Information discovery in loosely integrated data

  • Authors:
  • Heasoo Hwang;Andrey Balmin;Hamid Pirahesh;Berthold Reinwald

  • Affiliations:
  • IBM Almaden Research Center, San Jose, CA;IBM Almaden Research Center, San Jose, CA;IBM Almaden Research Center, San Jose, CA;IBM Almaden Research Center, San Jose, CA

  • Venue:
  • Proceedings of the 2007 ACM SIGMOD international conference on Management of data
  • Year:
  • 2007

Quantified Score

Hi-index 0.00

Visualization

Abstract

We model heterogeneous data sources with cross references, such as those crawled on the (enterprise) web, as a labeled graph with data objects as typed nodes and references or links as edges. Given the labeled data graph, we introduce flexible and efficient querying capabilities that go beyond existing capabilities by additionally discovering meaningful relationships between objects that satisfy keyword and/or structured query filters.

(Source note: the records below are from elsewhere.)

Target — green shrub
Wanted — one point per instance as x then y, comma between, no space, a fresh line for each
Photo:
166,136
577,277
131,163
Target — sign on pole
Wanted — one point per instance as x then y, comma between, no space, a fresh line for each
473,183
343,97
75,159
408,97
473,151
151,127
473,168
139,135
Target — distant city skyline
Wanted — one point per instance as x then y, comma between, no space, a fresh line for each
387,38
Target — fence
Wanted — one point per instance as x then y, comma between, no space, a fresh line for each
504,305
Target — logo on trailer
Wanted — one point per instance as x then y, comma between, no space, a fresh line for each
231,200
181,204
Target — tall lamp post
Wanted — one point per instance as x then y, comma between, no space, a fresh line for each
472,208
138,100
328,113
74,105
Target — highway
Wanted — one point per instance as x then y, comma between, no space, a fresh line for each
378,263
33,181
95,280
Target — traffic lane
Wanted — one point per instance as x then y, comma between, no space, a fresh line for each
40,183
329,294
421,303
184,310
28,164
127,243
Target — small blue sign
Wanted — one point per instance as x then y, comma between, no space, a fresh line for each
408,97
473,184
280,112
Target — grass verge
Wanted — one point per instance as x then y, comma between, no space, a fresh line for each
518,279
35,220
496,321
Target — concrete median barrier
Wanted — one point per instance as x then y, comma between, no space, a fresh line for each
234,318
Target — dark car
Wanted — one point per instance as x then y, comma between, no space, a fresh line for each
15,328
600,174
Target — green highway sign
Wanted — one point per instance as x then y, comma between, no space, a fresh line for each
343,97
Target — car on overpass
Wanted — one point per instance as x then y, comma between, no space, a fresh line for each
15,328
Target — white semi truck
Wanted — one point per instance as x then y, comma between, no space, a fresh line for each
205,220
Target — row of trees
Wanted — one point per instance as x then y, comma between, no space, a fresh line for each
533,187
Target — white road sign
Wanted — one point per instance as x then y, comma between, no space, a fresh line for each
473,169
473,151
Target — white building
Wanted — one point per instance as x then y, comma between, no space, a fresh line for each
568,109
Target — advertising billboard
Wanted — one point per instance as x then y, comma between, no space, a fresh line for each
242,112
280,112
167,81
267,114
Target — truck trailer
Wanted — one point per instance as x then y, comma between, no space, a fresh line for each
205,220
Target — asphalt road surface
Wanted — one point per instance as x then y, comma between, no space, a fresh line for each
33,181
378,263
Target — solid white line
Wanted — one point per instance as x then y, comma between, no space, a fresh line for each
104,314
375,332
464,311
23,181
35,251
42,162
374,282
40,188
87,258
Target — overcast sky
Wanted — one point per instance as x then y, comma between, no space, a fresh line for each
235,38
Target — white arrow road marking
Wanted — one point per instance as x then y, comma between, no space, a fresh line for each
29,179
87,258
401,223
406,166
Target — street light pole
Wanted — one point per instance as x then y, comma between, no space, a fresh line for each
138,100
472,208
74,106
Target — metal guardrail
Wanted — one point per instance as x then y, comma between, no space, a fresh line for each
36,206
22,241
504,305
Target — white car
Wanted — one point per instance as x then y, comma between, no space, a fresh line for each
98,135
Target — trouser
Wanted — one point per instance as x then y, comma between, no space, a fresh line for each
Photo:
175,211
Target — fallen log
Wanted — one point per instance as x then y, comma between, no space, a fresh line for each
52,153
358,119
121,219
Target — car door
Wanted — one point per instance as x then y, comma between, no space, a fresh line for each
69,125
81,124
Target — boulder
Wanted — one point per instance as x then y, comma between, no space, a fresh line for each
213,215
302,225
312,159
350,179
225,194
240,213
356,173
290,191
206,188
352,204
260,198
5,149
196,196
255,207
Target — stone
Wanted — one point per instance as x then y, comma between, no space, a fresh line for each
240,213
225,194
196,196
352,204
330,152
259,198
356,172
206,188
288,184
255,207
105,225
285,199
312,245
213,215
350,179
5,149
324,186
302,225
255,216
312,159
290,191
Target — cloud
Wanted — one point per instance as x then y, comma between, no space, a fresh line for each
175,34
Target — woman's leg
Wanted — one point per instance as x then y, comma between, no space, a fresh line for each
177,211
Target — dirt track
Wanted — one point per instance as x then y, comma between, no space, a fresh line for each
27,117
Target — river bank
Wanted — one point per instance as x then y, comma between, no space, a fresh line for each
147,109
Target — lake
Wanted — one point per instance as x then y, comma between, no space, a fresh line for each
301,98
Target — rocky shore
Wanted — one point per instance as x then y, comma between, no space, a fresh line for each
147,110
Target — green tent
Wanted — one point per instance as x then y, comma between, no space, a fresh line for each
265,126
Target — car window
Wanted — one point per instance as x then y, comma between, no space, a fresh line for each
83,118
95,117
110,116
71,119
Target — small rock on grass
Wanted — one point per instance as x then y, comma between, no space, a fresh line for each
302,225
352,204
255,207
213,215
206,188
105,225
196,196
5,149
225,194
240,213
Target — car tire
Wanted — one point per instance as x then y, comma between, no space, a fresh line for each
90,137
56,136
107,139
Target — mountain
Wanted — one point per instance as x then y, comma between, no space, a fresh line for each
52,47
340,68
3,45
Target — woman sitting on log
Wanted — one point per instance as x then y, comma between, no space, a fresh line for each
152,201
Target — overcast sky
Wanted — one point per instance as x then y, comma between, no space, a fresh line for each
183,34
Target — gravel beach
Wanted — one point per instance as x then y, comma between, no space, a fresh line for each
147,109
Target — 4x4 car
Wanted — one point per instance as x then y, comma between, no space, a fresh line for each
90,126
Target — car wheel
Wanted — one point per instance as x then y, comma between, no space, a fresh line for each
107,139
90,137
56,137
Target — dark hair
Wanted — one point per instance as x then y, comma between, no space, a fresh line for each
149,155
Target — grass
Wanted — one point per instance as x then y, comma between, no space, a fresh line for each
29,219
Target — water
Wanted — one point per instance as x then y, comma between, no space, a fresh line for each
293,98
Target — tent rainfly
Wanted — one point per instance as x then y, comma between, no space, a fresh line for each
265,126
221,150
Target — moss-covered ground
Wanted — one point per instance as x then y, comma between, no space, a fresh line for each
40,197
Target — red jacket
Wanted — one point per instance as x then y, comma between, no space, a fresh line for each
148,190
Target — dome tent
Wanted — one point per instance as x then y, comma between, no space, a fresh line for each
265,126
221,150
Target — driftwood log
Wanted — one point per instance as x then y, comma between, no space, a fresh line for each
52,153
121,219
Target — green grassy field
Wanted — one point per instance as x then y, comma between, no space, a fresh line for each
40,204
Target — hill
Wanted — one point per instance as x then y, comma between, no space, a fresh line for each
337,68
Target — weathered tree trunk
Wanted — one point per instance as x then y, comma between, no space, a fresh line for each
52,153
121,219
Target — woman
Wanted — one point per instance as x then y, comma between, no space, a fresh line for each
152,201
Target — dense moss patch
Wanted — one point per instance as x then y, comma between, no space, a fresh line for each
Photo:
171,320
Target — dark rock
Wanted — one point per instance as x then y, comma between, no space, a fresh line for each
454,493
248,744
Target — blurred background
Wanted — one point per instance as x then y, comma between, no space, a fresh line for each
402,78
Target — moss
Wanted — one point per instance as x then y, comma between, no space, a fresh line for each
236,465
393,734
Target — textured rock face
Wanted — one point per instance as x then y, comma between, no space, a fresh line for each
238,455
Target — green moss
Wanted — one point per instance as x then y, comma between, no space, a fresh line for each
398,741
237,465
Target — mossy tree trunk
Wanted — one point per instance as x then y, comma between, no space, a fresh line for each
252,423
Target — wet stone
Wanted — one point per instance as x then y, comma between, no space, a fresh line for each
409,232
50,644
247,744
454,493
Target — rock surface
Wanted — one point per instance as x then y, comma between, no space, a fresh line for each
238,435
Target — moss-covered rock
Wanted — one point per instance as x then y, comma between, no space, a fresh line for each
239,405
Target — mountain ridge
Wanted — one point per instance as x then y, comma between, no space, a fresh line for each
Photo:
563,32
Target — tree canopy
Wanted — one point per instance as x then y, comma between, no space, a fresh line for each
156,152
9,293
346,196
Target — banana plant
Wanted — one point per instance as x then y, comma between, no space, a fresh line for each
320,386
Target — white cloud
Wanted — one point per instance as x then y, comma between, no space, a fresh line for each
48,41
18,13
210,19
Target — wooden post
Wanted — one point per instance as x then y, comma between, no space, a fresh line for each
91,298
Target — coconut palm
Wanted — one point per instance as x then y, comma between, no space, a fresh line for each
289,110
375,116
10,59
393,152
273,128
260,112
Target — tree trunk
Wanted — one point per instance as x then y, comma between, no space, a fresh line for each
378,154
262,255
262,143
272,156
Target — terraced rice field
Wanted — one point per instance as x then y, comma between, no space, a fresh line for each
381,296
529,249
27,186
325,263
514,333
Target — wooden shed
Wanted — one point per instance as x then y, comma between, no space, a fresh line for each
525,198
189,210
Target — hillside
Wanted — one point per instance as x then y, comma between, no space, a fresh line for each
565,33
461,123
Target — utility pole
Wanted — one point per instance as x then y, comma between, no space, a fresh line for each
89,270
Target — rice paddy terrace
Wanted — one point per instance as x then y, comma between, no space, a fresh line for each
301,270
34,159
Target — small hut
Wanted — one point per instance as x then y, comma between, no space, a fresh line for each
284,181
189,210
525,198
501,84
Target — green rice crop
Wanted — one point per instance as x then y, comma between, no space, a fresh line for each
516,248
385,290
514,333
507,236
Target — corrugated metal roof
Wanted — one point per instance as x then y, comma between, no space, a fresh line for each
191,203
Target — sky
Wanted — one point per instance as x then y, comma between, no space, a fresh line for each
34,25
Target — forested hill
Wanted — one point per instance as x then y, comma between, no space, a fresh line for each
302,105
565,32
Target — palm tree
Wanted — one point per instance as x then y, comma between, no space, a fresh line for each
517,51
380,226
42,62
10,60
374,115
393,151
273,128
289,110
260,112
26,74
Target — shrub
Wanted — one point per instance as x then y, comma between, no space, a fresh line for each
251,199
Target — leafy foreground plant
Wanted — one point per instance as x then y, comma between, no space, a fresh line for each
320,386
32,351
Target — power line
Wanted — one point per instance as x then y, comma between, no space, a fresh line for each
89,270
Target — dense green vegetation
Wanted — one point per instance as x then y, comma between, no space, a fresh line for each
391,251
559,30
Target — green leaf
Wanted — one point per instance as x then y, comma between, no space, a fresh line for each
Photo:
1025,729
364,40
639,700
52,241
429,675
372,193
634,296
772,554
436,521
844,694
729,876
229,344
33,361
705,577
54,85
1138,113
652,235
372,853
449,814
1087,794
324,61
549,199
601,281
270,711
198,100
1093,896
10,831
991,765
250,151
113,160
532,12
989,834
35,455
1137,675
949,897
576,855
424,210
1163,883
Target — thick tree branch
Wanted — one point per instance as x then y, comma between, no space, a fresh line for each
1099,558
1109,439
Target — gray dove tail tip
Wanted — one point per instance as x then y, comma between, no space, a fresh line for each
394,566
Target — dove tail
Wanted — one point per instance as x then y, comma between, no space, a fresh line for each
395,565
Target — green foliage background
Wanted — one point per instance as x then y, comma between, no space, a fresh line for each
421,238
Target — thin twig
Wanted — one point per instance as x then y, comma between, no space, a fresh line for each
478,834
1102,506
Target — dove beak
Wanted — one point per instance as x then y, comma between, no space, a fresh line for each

We introduce the relationship search operator that exploits the link structure between data objects to rank objects related to the result of a filter. We implement the search operator using the ObjectRank [1] algorithm that uses the random surfer model. We study several alternatives for constructing summary graphs for query results that consist of individual and aggregate nodes that are somehow linked to qualifying result nodes. Some of the summary graphs are useful for presenting query results to the user, while others could be used to evaluate subsequent queries efficiently without considering all the nodes and links in the original data graph.